- Directed by: Ryan Carroll
- Written by: Stacey Upton; Bruce A. Young;
- Produced by: Roland Carroll; Rene Torres;
- Starring: Patrick Cassidy; Olivia Hussey; Jay Underwood;
- Narrated by: Charlton Heston
- Cinematography: Irv Goodnoff
- Edited by: Russ Kingston
- Music by: Vladimir Horunzhy
- Distributed by: Trinity Home Entertainment
- Release date: 1996;
- Running time: 90 minutes
- Country: United States
- Language: English

= The Lord Protector: The Riddle of the Chosen =

The Lord Protector: The Riddle of the Chosen is a 1996 fantasy film starring Patrick Cassidy and directed by Ryan Carroll. The film was released under the alternate title The Dark Mist.

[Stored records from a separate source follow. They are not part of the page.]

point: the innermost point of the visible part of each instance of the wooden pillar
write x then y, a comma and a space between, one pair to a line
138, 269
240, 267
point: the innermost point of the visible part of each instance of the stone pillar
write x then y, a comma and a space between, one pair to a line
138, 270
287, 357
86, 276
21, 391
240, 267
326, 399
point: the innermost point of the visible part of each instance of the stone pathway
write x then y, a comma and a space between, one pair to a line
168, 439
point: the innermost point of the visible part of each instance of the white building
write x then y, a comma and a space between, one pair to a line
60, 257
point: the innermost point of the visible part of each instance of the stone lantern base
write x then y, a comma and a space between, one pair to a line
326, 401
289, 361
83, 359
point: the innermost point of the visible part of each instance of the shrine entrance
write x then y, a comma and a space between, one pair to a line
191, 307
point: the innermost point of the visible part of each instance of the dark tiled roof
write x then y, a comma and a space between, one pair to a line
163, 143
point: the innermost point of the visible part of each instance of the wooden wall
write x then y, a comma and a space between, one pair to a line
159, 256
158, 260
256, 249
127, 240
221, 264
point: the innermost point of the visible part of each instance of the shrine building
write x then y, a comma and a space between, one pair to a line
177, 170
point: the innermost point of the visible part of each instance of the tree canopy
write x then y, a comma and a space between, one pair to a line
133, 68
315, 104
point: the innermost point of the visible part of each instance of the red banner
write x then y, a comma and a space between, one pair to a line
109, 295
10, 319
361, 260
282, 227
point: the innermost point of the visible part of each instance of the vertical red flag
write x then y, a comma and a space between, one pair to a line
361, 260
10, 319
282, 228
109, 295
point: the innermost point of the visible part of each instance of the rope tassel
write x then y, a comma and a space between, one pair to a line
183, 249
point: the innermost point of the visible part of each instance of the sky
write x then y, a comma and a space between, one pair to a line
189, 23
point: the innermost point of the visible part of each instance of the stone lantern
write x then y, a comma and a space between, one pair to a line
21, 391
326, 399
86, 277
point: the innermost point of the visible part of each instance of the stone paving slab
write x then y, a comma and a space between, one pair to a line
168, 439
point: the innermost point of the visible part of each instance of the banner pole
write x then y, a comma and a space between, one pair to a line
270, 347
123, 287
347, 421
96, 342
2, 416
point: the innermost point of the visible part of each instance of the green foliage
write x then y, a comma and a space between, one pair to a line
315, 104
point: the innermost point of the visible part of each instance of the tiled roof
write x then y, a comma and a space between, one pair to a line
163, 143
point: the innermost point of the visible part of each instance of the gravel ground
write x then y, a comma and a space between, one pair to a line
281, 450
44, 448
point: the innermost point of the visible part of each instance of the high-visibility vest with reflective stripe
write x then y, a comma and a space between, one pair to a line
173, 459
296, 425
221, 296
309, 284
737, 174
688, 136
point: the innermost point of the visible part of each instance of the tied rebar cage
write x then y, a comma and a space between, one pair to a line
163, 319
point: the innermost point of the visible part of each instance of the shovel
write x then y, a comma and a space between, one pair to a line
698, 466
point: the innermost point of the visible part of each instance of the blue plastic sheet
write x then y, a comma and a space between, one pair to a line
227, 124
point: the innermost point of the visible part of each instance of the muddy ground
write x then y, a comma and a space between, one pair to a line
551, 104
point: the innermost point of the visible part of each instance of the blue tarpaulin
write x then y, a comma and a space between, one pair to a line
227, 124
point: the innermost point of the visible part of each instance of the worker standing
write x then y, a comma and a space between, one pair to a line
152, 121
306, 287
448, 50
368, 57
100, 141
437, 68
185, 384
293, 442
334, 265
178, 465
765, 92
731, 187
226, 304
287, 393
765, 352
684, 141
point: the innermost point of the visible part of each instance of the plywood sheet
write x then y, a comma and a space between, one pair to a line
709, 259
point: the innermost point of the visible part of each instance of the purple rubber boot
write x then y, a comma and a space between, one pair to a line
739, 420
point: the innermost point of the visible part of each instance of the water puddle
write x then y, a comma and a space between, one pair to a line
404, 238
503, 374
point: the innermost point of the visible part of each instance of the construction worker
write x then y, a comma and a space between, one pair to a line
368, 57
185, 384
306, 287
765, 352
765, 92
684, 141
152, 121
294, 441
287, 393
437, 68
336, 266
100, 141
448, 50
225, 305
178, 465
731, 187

Comedy podcast RiffTrax (Michael J. Nelson, Bill Corbett and Kevin Murphy) recorded and released a riff in 2025.

==Plot==
In a medieval world The Lord Protector must save the Earth from destruction and solve The Riddle of the Chosen. The Lord Protector gathers companions and travels to the heart of a magical evil and sets the stage for the ultimate showdown between good and evil.